Otto Brunner hat im Gegensatz dazu schon früh darauf hingewiesen, dass der Rekurs auf das „alte Recht“ nicht einfach zeigt, dass die Bauern sich an der Tradition, dem Überkommen oder der Geschichte als Glossar Legitimitätsgrund für ihren Widerstand orientierten. Die oft wiederkehrende Behauptung, etwas sei „altes Recht“, will nur dieses Recht als dem Herkommen, der Gewohnheit, dem Rechtsbewusstsein entsprechend darstellen, konnte aber auch Neuerungen beinhalten. Die Menschen lebten in einer Ordnung, die ihnen als „alt“ erschien, weil sie nach ihrer Überzeugung gut und richtig war und daher in der Geschichte gegolten hatte, wie sie in der Gegenwart galt. Alles Recht, das als gültig empfunden werden sollte, musste alt sein, da das Recht eins mit dem göttlichen Recht war. Die religiöse Fundierung des alten Rechts begründete auch die Vorstellung, dass das konkrete alte Recht mit einer idealen Gerechtigkeit identisch war. Gerechtigkeit war sowohl die Idee des Rechts, wie jeder konkrete Rechtsanspruch eines Einzelnen. Die Formel vom „guten alten Recht“ war der Ausdruck eines Rechtsdenkens, dem Recht und Gerechtigkeit identisch waren. Bauern konnten sich so auf positives altes Recht berufen, das gleichzeitig Gerechtigkeit darstellte, um für eine „gerechte Herrschaft“ zu kämpfen, d.h. entweder Ansprüche der Herrschaft zu beschränken oder selbst Druck auf die Herrschaft auszuüben, um Neuerungen durchzusetzen.
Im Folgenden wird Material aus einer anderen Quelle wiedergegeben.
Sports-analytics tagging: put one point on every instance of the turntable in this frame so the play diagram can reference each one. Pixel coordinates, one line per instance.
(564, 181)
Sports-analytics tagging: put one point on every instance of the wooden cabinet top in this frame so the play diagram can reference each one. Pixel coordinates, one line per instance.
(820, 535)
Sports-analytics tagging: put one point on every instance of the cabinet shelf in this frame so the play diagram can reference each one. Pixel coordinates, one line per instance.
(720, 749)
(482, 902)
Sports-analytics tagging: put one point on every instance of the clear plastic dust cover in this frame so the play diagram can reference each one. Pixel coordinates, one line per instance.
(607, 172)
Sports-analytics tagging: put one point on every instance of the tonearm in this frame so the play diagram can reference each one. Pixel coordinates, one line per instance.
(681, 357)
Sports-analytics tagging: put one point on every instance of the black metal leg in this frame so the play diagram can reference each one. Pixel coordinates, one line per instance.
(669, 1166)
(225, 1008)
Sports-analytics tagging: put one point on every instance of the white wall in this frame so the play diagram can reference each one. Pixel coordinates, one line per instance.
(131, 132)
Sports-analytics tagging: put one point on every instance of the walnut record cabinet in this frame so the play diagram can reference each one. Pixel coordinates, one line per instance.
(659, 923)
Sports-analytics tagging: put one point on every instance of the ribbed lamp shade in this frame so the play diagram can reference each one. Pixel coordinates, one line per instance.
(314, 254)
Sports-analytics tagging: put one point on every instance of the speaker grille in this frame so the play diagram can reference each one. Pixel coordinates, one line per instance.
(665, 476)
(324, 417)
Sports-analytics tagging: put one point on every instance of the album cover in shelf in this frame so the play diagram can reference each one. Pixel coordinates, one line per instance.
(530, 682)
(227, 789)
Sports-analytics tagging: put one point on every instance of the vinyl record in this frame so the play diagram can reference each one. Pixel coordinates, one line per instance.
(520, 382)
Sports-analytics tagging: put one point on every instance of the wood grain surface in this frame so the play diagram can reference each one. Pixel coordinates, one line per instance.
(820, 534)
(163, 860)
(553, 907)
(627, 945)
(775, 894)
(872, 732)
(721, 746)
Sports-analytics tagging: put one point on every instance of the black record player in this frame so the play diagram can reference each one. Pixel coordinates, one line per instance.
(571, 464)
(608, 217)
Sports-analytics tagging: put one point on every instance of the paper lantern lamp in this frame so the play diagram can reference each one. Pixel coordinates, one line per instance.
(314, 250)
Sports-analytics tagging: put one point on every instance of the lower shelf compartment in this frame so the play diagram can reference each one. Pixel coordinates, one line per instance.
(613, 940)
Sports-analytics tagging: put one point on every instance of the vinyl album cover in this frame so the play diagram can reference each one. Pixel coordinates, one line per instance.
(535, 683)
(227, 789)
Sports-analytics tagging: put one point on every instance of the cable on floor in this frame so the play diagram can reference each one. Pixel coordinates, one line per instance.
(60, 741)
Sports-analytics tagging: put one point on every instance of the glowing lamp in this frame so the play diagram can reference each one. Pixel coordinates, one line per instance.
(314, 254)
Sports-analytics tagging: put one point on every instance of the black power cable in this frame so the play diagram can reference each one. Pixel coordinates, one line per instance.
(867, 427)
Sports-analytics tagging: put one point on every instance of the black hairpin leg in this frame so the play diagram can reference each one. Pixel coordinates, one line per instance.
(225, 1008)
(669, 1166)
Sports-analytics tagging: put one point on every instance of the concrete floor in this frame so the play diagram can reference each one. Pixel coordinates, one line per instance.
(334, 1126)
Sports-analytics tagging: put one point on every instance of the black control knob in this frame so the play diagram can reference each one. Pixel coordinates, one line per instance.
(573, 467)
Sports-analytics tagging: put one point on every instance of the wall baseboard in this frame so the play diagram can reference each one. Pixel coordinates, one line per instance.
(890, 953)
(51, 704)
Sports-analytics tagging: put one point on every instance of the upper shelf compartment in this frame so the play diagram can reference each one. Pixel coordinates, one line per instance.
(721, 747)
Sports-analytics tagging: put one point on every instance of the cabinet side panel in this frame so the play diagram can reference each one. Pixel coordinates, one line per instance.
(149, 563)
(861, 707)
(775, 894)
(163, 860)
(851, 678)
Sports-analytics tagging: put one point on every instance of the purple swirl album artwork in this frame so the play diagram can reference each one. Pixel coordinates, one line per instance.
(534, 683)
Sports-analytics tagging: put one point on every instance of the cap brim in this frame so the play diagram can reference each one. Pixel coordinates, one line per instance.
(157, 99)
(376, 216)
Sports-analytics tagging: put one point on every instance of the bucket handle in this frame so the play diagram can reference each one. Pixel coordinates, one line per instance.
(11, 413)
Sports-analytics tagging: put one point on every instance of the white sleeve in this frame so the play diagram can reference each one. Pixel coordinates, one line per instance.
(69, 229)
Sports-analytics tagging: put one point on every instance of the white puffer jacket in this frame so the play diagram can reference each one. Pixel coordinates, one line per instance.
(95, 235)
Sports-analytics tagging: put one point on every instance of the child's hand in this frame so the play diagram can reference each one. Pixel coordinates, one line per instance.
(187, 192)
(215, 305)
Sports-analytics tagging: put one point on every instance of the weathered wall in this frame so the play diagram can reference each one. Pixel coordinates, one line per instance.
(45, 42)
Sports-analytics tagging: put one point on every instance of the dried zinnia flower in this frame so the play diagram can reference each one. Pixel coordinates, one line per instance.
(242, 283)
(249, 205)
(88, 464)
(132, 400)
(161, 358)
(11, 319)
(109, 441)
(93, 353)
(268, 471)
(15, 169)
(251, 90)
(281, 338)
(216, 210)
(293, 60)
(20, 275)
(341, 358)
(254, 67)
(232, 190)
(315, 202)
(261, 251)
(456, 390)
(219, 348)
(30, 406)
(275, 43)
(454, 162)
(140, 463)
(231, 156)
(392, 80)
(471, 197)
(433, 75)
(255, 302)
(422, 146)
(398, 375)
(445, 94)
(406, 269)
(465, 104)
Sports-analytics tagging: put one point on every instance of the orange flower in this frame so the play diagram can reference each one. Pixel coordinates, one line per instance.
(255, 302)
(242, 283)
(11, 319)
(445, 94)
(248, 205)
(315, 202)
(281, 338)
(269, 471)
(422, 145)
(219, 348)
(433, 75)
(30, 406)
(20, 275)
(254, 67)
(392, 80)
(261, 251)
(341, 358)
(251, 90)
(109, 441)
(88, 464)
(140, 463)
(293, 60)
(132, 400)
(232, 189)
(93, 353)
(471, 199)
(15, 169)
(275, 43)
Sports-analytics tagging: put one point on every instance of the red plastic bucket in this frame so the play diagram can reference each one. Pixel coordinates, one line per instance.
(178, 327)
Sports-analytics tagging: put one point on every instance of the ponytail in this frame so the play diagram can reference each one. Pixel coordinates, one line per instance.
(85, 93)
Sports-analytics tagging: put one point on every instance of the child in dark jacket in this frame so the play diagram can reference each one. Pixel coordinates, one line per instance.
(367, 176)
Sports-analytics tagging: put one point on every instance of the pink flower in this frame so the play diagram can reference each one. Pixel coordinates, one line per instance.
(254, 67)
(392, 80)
Auch Winfried Schulze grenzt sich nachdrücklich von der Vorstellung reaktiver Proteste und einer Deutung des Rekurses auf das „gute alte Recht” als Rückbezug auf eine Tradition ab und behauptet, dass die bäuerlichen Gemeinden eine Vorstellung einer Welt ohne Herren, ohne Abgaben, Dienste und Zwänge hatten und ein proaktives Bild einer bäuerlich bestimmten und selbstverwalteten Welt entwarfen. Darin herrschte die göttlich-rechtliche Vorstellung von der Gleichheit aller Menschen. Dieser „Traum der Freiheit“ gab dem praktischen Widerstand nach Schulze seine für uns so schwer nachvollziehbare Beharrlichkeit und stellte die große Utopie dar, in der jede neu erkämpfte Freiheit ein Stück dieses großen Traumes war (Literatur Schulze, Herrschaft und Widerstand, 195ff.; siehe auch Literatur Blickle, Modell bäuerlicher Rebellion, 302).